The scarlet letter, a book about a lady named Hester Prynne who lived in the New World, in Puritan Boston. She committed adultery, and gave birth to a child, which was named Pearl. Pearl’s father were not revealed to the public at the time when she was released from prison because Hester decided not to do so, she did not want her child to have an Earthly father but instead she wanted Pearl to have an heavenly father. Hester wanted pearl to be brought up in the normal way of the time of Puritanism. At this time they used strictness and used the rod frequently, but even though Hester at first tried to do her best at this. She quickly realised that Pearl was not going to adapt to her methods so she could not set any restrictions for her. Instead Pearl developed to be a wild child, to her mother and the rest of the Puritan community she seemed to be a little elf and they sometimes doubted that she was human
, “ Hester was constrained to rush towards the child,- to pursue the little!
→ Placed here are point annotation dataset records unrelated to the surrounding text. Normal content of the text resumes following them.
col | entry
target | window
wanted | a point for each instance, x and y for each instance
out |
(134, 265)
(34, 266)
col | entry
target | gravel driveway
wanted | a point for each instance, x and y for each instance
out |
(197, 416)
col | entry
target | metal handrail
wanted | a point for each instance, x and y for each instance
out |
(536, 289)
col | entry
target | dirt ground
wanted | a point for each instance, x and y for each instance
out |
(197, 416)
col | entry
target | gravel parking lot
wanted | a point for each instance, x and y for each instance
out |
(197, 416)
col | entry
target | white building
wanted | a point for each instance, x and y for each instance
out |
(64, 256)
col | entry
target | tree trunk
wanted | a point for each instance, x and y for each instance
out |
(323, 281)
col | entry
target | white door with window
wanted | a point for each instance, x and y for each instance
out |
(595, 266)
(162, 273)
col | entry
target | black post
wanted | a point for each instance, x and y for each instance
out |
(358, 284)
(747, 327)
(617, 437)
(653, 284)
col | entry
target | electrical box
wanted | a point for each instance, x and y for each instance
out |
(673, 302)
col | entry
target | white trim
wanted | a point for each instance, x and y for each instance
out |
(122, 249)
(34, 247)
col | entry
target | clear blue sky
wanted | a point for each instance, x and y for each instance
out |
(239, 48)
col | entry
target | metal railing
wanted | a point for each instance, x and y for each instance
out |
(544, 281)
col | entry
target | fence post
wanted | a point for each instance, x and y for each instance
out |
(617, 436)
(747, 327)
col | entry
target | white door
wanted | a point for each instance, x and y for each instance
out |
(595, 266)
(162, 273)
Pearl is not entirely described as a wild and savage child like the community sees her as. At the end where Pearl is running about in the market place she runs to the seamen “…they gazed wonderingly and admiringly at Pearl, as if a flake of the sea foam had taken the shape of a little maid, and were gifted with a soul of the seafire, that flashes beneath the prow in the night-time.” Here she is described as the sea foam that flickers in front of the boat, which is a big change from when she was described as a little evil elf or an imp, the change symbolises that her mother at the same time is to be relieved from the agony which she has carried for such a long time, now she is relieved of it as Mr. Dimmesdale were to tell to the public that he is the father of Pearl, and the spell of the scarlet letter is to be broken.